Abstract Breast cancers with high expression of estrogen receptor (ER), progesterone receptor (PR), or Human Epidermal Growth Factor Receptor 2 (HER2) have benefited dramatically from receptor-directed targeted therapies. In contrast, triple-negative breast cancers (TNBCs), which lack ER, PR, and HER2 expression, remain a significant therapeutic challenge. The basal-like 2 (BL2) molecular subtype of TNBC is of particular concern due to its extremely low rate of pathological response to standard chemotherapy. We found that BL2 TNBC cell lines are highly sensitive to protein kinase C (PKC)-activating diterpenes, including ingenol 3-angelate (I3A), tigilanol tiglate, and yuanhuacine, with potency in the nanomolar to picomolar range. Strikingly, these compounds demonstrate over a thousand-fold selectivity against BL2 cells as compared to other TNBC lines or normal breast cells, suggesting they could have a favorable therapeutic index for this indication. Preliminary evidence indicates that the vulnerability of BL2 TNBC lines is mediated by PKC, although it is unclear which isoform(s) and downstream signaling pathways are required for subtype-specific cytotoxicity. This project uses zebrafish tumor-bearing models as a strategy to establish the therapeutic index of these PKC agonists following systemic administration and to compare compounds that target distinct PKC isoforms.
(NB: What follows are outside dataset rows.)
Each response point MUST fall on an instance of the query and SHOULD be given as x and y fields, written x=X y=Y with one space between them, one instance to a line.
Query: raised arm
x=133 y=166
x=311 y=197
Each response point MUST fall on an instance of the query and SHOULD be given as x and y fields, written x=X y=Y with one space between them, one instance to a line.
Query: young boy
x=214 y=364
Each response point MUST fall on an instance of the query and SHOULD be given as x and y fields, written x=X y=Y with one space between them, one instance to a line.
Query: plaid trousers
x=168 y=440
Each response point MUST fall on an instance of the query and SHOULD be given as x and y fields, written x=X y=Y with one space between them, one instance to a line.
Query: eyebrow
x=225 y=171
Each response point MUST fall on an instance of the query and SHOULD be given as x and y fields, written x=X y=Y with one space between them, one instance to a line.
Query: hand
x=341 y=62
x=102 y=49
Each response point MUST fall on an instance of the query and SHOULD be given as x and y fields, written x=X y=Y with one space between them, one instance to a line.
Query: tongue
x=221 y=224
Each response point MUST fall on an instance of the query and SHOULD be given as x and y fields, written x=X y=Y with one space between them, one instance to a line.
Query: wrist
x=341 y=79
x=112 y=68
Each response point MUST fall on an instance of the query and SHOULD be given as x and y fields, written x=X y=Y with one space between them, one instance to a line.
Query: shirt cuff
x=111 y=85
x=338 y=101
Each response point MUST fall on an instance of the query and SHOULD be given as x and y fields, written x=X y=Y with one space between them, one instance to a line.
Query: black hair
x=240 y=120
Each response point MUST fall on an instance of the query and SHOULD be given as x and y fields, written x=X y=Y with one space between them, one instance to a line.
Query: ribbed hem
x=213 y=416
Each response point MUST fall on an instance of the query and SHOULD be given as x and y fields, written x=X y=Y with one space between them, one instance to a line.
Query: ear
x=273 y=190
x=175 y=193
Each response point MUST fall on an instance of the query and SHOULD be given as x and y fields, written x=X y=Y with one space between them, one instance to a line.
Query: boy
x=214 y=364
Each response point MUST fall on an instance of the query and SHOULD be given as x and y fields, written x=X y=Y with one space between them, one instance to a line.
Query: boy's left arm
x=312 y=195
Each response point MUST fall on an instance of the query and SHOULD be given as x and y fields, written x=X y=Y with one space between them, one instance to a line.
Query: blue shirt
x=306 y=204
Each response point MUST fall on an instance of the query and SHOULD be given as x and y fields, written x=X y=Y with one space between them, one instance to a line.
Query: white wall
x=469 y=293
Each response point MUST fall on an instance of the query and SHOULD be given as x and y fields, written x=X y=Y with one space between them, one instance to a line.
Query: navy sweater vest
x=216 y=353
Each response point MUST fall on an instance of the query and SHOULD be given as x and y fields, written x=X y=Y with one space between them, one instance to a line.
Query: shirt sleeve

By integrating tumor response with pharmacologic profiling, this work aims to define the relationships between PKC activation, compound potency, and subtype-selective efficacy to identify the most promising candidate for preclinical development. Ultimately, this research aims to leverage PKC activation as a targeted therapeutic strategy for BL2 TNBC, expanding treatment options for this lethal breast cancer subtype. Citation Format: Pamela R. Duarte, April L. Risinger. Evaluation of ingenane diterpenoids for BL2 triple-negative breast cancer abstract. In: Proceedings of the American Association for Cancer Research Annual Meeting 2026; Part 1 (Regular Abstracts); 2026 Apr 17-22; San Diego, CA. Philadelphia (PA): AACR; Cancer Res 2026;86(7 Suppl):Abstract nr 296.